The absence of mitochondrial thioredoxin 2 causes massive apoptosis, exencephaly, and early embryonic lethality in homozygous mice

Abstract

Thioredoxin 2 (Trx-2) is a small redox protein containing the thioredoxin active site Trp-Cys-Gly-Pro-Cys that is localized to the mitochondria by a mitochondrial leader sequence and encoded by a nuclear gene (Trx-2). Trx-2 plays an important role in cell viability and the regulation of apoptosis in vitro. To investigate the role of Trx-2 in mouse development, we studied the phenotype of mice that have the Trx-2 gene silenced by mutational insertion. Homozygous mutant embryos do not survive to birth and die after implantation at Theiler stage 15/16. The homozygous mutant embryos display an open anterior neural tube and show massively increased apoptosis at 10.5 days postcoitus and are not present by 12.5 days postcoitus. The timing of the embryonic lethality coincides with the maturation of the mitochondria, since they begin oxidative phosphorylation during this stage of embryogenesis. In addition, embryonic fibroblasts cultured from homozygous Trx-2-null embryos were not viable. Heterozygous mice are fertile and have no discernible phenotype visible by external observation, despite having decreased Trx-2 mRNA and protein. These results show that the mitochondrial redox protein Trx-2 is required for normal development of the mouse embryo and for actively respiring cells.

FIG. 1.

Disruption of mouse Trx-2. (A) Diagram showing the three exons of the Trx-2 locus (with an arrow indicating the location of active-site cysteines) (not drawn to scale), the retroviral insertion of LTR-SA-BGEO-pA-PGK-neo-SD-LTR2 (hatched boxes) 351 bp upstream of exon 1, and the location of genotyping PCR primers A and B. (B) Genotyping of mouse DNA by two PCRs: one PCR for the mutant allele (lanes A) and one PCR for the wild-type allele (lanes B). Trx-2^+/− mice are positive for both A and B, Trx2^+/+ (wild-type) mice are positive only for B, and Trx-2^−/− mice are positive only for A. The top bands are the specific PCR products, and the bottom bands present in all of the lanes are the primer dimer.

FIG. 2.

Anterior neural tube defect and increased apoptosis in homozygous Trx-2^−/− mice at 9.5 and 10.5 dpc (representative embryos and images). Aberrant anterior neural tube closure in Trx-2^−/− embryo, indicated by arrows, was compared to the wild-type embryo by hemotoxylin and eosin staining of paraffin-embedded embryos at 9.5 dpc (A and B) and at 10.5 dpc (E and F). In panels C and D are shown increased anti-cleaved caspase-3 antibody-positive cells from Trx-2^−/− embryos compared to wild-type embryos by immunohistochemical staining of paraffin-embedded 9.5-dpc embryos (adjacent slices of the embryos shown in panels A and B). In panels G and H, massive apoptosis in 10.5-dpc Trx-2^−/− embryos can be seen compared to the wild-type embryos as visualized by anti-caspase-3 antibody staining of paraffin-embedded embryos (adjacent slices of the embryos shown in E and F). Heavy staining in the uterine tissue is not specific to cleaved caspase-3 and is due to endogenous mouse immunoglobulin G interactions with the secondary antibody.

FIG. 3.

Loss of Trx-2 protein in Trx-2^−/− embryos.
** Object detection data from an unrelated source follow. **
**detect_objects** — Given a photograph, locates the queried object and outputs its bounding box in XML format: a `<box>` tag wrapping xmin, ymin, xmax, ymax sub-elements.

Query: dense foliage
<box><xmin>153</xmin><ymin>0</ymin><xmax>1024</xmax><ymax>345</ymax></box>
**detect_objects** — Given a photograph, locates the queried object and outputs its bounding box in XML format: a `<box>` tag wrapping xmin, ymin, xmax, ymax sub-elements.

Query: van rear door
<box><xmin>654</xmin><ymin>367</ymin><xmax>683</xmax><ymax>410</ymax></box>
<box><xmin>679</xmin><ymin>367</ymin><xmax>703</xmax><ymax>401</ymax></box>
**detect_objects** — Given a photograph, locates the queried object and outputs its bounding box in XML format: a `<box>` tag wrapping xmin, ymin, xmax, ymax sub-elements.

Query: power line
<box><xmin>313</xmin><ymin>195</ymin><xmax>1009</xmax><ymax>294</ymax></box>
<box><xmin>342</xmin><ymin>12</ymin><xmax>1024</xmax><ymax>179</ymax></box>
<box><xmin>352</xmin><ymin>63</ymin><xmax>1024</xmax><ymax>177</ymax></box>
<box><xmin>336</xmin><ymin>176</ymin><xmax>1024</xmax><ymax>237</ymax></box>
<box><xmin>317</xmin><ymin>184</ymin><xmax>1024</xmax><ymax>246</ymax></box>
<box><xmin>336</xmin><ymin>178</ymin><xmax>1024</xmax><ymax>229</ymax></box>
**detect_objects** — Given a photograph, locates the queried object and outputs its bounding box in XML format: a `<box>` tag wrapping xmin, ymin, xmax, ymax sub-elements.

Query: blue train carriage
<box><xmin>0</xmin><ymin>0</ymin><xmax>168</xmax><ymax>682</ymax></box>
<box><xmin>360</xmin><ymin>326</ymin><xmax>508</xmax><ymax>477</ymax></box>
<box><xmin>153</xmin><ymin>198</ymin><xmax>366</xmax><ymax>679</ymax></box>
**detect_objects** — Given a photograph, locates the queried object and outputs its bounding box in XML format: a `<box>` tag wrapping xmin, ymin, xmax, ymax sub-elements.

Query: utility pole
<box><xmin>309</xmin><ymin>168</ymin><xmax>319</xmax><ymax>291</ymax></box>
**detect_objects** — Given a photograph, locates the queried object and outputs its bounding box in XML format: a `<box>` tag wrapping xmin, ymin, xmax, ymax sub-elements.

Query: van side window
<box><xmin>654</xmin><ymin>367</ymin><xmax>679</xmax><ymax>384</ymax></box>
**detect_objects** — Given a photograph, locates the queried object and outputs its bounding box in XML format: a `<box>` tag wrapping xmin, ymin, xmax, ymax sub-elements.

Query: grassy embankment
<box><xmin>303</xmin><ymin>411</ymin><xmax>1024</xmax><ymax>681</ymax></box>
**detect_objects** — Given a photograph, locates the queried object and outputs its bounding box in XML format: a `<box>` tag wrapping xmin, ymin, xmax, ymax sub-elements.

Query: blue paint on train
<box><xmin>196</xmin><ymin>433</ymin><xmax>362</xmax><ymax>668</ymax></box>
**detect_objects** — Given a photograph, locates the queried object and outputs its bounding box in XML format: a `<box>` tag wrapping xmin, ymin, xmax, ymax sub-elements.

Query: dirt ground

A Western blot analysis of Trx-2 protein in 30 μg of tissue homogenate from 9.5-dpc embryos is shown.

FIG. 4.

Decrease of Trx-2 transcript/Trx-2 protein in heterozygous mice. (A) Trx-2 expression as shown by Northern blot analysis of wild-type and heterozygous Trx-2^+/− mice on 2 μg of liver mRNA probed with Trx-2 and GAPDH cDNA. (B) Trx-2 protein expression in the brains, livers, hearts, lungs, and kidneys of wild-type Trx-2^+/+ and heterozygous mice Trx-2^+/− by Western blot of 20 μg of tissue homogenate probed with α-Trx-2 rabbit polyclonal antibody.

FIG. 5.

Effects of decreased Trx-2 protein expression on the mitochondrial thioredoxin system, MnSOD, and catalase. (A) Western blot analysis of 20 μg of liver mitochondrial lysates from Trx-2^+/+ and Trx-2^+/− mice. The same blot was stripped and reprobed with antibodies to TRX-2 (14 kDa), TRXR-2 (56 kDa), PRDX-3 (22 kDa), MnSOD (24 kDa), and catalase (65 kDa). (B) Western blot analysis of TrxR-2 protein in 30 μg of tissue homogenate from 9.5-dpc embryos. (C) TrxR-2 gene expression in Trx-2^+/+ and Trx-2^+/− mice analyzed by Northern blot with TrxR-2 and GAPDH cDNA.